The damage is not that Sinha is corrupt -- innocent till proven guilty, we must remember -- but that the capacity of the system which handles judicial governance is proven to be inadequate.
The part of the state which is supposed to protect other parts of the formal system has not worked well, leaving everyone vulnerable.
Two next crisis points are obvious:
How does one ensure the prestige of the Supreme Court -- now badly damaged by the Sinha crisis -- in general and not necessarily the allegations?
How does one ensure a decision on the 16th amendment that is politically acceptable to all and not just popular with the AL?
The first one is not easy because, having accused Sinha of theft, this has to be proven in the court which carries a political cost.
The authorities must now investigate to find out how many judges are corrupt, how many are long-term offenders and so on
By involving all to dislodge Justice Sinha, it has put all of the parties in a single pot and under suspicion of one sort or other.
The Sinha crisis may have begun long before when no background check was carried out to examine if Sinha or any other justice was fit for the job or not, legally and morally. And since that was not done, the fitness certificate issue for all justices has become a major need. If the government doesn’t carry that out, the political and judicial costs will be high.
The authorities must now investigate to find out how many judges are corrupt, how many are long-term offenders and so on. Public feeling is that many are being tolerated despite such allegations due to political considerations.
Suddenly, there is no certainty that the judiciary is morally independent or it just appears or claims to be so.
In effect, that makes the entire judicial system very vulnerable, because now that one has been found, how many have not been? After the Sinha affair, no one will look at the justices with the same awe and reverence they did even a few months back.
The issue is, most judges are clean, but now the entire community has been stigmatised. We have learned to live with corrupt amlas
and politicians but, judges are a new reality.
The dismay is not over alleged corruption of such senior people but that this situation, and consequent damage to the institution, could have been avoided.
Had those responsible for the vetting, supervision, and surveillance of such people done their job, the crisis would not be here.
That responsibility lies with the administrative branch of the state and it’s their inefficiency that has put a question mark over everyone in formal governance and the state into a crisis.
What happens to the 16th amendment now?
The Justice Sinha affair has been handled badly from the first day, once the 16th amendment verdict was published.
By politicising the legal decision, the AL and its minions must have known the pressure being put on the judiciary. This was followed by a very unseemly exit management that has further reduced the credibility of the government.

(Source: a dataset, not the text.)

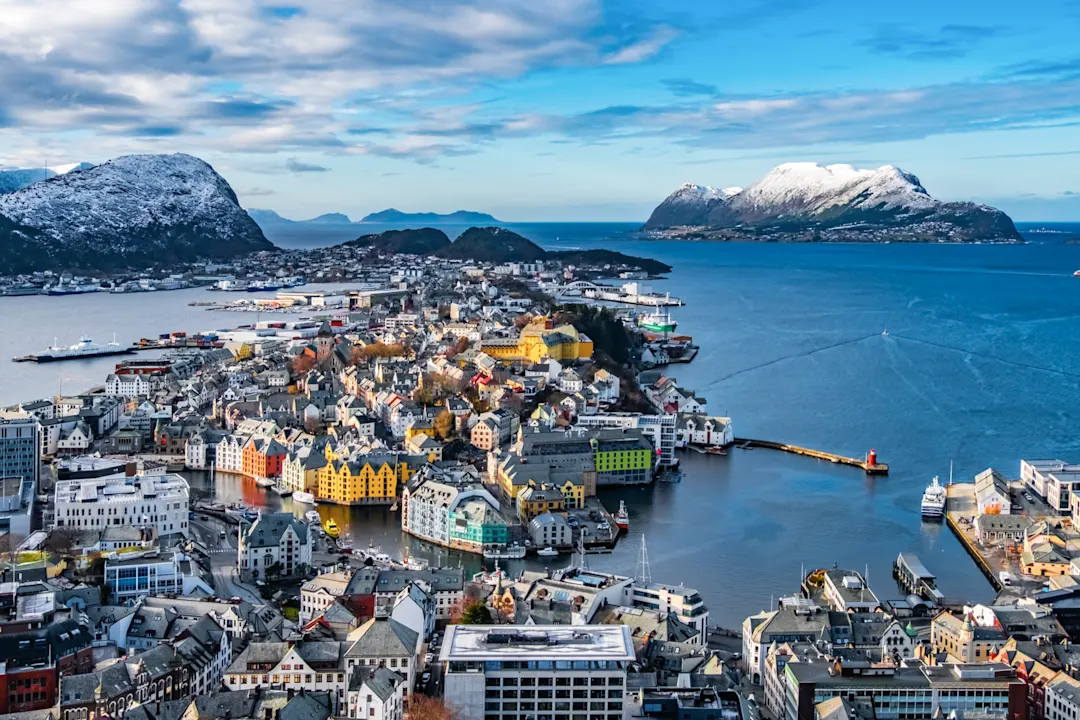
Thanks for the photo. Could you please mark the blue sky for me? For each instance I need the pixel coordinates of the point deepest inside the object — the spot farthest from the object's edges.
(553, 109)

It was reacting to an unprecedented situation and, therefore, acted like novices. That is unlikely to increase public respect for and confidence in the governors.

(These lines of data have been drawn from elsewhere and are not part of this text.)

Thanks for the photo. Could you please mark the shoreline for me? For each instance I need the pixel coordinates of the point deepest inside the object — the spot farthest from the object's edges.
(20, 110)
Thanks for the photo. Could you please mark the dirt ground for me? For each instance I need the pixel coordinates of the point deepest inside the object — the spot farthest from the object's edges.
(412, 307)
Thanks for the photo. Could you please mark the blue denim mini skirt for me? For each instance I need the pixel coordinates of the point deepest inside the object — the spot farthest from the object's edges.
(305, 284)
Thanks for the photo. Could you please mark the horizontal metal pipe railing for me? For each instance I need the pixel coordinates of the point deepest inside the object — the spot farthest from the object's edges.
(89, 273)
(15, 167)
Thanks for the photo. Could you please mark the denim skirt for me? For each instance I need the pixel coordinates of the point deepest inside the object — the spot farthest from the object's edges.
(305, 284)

But now the situation moves to the petition review stage and the first test for acting Chief Justice Miah.
A signatory to the Sinha-led verdict, he is not in a win- win situation. If the verdict is reviewed and adjusted and is more in line with what the AL wants, the Supreme Court will look like a feeble and pliable court, bad news for the supreme judiciary in general.
If the Miah regime lets the verdict stand, the entire position of the AL on the amendment will collapse, and that will be politically costly in terms of prestige loss of the entire party and government. And the conflict between the politicians and the judges will resume.
It seems nobody is walking out a winner from this conflict.
The problem began when the judicial-legal boundaries were crossed, job descriptions were forgotten, and competence overlooked. Together, the score card of the formal governance cluster looks bad and that is the problem.
If the government wakes up to the fact only in the final days of justice’s reign and presses allegations of corruption, it means somebody was sleeping at their job.
And there is no way of ensuring they wake up on time.
Afsan Chowdhury is a journalist and researcher.